La gente se queja, se irrita y protesta por la alta contaminación sónica que se registra en los diferentes espacios de la ciudad. Vivimos en el sobresalto, sufriendo las inclemencias de ruidos estridentes que convierten la convivencia en un infierno. Baní, la antigua ciudad apacible, donde los vecinos al medio día dormían sus siestas, se encuentra asaltado por factores que delatan la falta de conciencia de muchos individuos que no paran de hacer ruido. Y no les importa, ni respetan clínicas ni hospitales, como tampoco las escuelas, colegios y universidades. Estamos atrapados en una comunidad donde poco a poco vamos perdiendo la capacidad auditiva. Y no importan las denuncias: siguen las guaguas anunciadoras con sus rutinas, promoviendo fiestas y productos a cualquier hora del día, siguen los teteos con música en las esquinas y ni hablar de los mozalbetes que se pasean calibrando sus motocicletas con ruidos descomunales. Pero lo peor es que los primeros sordos son las autoridades llamadas a corregir el cúmulo de factores que intervienen para alterar la vida de los ciudadanos.

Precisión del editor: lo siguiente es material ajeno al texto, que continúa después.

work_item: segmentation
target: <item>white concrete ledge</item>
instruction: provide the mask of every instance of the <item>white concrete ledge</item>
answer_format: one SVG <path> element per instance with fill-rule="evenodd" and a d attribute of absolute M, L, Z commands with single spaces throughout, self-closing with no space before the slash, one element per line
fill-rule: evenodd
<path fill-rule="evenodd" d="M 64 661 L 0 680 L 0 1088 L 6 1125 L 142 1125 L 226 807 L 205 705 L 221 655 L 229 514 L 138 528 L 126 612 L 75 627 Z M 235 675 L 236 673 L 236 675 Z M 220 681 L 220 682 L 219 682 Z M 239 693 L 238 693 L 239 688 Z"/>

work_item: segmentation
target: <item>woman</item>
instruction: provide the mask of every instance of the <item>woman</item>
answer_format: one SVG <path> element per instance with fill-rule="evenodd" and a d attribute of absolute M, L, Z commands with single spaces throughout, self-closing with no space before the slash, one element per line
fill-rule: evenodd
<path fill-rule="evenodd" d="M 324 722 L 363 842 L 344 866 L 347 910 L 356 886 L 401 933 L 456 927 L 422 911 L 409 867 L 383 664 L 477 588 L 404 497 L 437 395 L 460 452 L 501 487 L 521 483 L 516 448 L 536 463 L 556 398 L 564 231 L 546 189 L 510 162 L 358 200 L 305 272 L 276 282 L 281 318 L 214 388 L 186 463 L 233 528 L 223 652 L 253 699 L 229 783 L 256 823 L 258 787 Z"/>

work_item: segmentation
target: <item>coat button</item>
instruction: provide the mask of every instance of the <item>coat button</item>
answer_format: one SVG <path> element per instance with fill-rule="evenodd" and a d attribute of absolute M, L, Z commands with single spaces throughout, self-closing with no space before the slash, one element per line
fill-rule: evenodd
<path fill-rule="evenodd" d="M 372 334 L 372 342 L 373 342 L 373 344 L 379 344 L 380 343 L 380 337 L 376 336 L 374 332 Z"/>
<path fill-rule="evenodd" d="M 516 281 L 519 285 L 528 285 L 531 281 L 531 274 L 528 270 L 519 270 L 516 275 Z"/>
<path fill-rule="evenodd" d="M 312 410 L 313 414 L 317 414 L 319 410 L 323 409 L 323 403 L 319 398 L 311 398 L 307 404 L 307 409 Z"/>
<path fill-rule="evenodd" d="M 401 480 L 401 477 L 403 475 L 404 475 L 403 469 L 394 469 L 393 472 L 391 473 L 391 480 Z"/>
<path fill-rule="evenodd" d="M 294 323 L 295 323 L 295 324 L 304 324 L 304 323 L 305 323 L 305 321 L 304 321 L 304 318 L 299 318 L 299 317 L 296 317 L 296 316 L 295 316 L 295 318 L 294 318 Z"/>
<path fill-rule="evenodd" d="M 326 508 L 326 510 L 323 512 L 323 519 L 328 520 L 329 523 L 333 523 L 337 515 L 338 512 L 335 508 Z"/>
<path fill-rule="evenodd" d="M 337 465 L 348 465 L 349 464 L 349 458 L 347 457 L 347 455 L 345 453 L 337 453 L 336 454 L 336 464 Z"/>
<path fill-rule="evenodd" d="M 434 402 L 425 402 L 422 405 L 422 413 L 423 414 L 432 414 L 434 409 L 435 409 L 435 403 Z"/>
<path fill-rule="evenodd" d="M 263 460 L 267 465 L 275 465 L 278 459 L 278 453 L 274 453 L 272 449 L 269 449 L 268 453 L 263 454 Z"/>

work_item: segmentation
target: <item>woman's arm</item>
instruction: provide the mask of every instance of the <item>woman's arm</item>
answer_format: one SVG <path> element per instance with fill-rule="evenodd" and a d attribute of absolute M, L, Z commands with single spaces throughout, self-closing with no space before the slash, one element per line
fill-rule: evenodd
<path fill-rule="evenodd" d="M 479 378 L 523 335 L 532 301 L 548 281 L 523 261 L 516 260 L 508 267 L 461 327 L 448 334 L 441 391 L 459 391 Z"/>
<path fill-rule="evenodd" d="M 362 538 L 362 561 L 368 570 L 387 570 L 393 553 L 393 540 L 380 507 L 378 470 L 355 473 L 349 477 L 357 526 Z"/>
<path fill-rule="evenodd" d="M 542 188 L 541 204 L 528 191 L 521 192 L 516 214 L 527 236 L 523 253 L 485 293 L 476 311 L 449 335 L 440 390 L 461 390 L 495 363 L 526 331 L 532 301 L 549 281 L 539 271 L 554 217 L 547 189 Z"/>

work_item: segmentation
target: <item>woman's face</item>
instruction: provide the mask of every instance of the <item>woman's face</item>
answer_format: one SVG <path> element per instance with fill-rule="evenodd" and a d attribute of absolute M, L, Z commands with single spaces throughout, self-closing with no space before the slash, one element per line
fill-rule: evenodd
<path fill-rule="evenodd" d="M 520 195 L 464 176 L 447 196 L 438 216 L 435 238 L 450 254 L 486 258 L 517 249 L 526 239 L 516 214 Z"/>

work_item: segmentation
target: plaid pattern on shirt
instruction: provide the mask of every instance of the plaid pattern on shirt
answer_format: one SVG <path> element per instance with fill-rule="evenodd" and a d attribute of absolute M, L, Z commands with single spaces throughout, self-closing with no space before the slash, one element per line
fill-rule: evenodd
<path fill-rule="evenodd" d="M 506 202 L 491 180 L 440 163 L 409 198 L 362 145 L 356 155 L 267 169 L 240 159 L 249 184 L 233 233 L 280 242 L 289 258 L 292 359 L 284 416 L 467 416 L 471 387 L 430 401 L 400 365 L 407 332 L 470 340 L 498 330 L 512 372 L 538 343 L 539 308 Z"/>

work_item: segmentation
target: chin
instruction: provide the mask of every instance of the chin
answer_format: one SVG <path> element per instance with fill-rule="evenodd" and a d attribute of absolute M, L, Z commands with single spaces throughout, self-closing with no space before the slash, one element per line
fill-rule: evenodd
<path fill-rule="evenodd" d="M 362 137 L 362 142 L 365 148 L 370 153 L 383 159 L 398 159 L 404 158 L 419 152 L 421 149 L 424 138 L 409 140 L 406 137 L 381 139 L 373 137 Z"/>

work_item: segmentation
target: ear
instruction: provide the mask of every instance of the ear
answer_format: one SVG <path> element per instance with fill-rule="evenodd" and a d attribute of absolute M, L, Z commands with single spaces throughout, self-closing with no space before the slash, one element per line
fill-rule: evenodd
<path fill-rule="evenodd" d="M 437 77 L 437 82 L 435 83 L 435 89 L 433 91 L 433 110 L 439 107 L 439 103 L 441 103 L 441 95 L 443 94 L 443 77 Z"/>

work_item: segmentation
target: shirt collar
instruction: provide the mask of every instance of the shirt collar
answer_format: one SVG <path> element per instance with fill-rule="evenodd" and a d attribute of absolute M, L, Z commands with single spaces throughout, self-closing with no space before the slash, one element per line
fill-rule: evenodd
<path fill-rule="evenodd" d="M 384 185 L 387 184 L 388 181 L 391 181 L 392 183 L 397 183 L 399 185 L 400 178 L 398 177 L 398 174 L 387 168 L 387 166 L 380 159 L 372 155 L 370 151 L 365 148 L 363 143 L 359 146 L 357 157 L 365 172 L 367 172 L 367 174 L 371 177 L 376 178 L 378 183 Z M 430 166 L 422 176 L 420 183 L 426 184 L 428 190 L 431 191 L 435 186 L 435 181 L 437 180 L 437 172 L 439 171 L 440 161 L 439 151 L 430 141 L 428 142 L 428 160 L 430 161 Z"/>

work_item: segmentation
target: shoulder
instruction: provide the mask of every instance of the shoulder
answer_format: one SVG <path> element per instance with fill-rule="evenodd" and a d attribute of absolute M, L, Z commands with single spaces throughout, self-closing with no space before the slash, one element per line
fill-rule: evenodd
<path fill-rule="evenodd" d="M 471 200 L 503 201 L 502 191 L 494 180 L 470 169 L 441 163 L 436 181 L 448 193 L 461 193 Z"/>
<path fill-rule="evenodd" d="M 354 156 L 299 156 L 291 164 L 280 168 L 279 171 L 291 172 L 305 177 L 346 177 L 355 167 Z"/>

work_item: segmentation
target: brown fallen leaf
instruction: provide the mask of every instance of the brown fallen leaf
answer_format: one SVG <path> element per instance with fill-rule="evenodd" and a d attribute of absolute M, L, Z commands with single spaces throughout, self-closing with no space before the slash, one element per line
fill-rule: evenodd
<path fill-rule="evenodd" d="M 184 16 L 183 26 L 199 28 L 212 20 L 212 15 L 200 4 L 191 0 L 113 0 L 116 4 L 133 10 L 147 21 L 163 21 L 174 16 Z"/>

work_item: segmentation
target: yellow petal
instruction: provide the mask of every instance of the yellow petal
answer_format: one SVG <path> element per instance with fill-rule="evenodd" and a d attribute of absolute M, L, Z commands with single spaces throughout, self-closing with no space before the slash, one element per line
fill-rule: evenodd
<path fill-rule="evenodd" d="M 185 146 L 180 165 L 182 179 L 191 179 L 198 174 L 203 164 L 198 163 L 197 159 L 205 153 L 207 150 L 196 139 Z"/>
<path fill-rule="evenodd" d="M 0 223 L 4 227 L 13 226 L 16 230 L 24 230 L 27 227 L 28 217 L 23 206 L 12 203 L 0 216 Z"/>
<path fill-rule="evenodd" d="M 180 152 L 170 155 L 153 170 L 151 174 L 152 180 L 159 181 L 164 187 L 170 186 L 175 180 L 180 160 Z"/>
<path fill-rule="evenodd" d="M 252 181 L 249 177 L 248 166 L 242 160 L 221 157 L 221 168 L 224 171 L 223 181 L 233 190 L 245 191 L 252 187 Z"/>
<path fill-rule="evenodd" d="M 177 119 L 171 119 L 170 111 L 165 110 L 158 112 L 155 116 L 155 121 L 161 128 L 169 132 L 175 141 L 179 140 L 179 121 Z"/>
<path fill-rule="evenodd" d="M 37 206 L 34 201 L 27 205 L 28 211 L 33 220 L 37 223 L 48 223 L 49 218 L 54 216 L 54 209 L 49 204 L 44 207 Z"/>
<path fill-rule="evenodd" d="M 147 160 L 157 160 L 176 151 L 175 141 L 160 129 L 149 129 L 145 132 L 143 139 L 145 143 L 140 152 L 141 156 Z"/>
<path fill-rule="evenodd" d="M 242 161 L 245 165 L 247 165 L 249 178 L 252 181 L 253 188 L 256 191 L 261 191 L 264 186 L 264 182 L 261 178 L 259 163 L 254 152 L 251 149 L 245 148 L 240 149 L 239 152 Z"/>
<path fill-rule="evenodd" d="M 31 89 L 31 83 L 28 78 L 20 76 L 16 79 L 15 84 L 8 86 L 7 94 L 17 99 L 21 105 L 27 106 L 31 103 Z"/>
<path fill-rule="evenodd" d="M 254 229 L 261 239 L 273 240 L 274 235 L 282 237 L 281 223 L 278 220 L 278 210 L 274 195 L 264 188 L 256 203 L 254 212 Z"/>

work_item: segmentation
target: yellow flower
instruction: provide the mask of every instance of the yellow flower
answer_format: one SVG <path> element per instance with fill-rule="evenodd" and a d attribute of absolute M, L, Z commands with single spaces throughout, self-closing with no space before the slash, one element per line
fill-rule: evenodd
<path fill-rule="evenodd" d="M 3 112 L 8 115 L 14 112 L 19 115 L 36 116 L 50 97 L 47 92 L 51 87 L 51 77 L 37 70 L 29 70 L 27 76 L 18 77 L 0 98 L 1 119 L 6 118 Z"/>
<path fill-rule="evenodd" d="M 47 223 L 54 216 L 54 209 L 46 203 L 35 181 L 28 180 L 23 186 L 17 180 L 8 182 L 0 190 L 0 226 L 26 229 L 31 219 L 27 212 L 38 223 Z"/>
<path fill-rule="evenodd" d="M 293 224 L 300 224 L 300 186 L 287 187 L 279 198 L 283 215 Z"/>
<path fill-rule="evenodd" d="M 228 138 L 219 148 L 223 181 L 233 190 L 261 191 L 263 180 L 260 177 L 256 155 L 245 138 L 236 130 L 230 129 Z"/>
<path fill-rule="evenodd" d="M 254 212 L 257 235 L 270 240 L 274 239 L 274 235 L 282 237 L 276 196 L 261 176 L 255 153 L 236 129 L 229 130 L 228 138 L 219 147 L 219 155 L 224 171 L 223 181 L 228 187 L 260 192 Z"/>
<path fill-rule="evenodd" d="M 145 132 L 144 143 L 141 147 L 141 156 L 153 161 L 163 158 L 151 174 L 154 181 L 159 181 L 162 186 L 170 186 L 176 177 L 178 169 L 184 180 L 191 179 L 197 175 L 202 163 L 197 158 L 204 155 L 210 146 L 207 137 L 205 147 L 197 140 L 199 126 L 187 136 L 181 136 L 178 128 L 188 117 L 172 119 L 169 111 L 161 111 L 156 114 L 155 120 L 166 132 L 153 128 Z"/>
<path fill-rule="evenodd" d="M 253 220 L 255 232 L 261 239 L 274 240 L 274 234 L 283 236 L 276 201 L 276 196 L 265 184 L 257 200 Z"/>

La situación es alarmante. Llegamos a pensar que Baní está entre las ciudades más ruidosas del país. Y es que los organismos anti ruidos parece que no cuentan con mecanismos de control. De ahí el sufrimiento de muchos enfermos que no pueden conciliar el sueño en ningún momento. Sin embargo, lo peor es que los ruidosos y escandalosos, los que circulan hasta sin mofler frente a los destacamentos policiales y frente a los agentes de la DIGESETT, son invisibles porque nadie los detiene.
Mientras tanto, nos conmueve lo que está pasando, porque nos estamos quedando sordos, comenzando por las autoridades.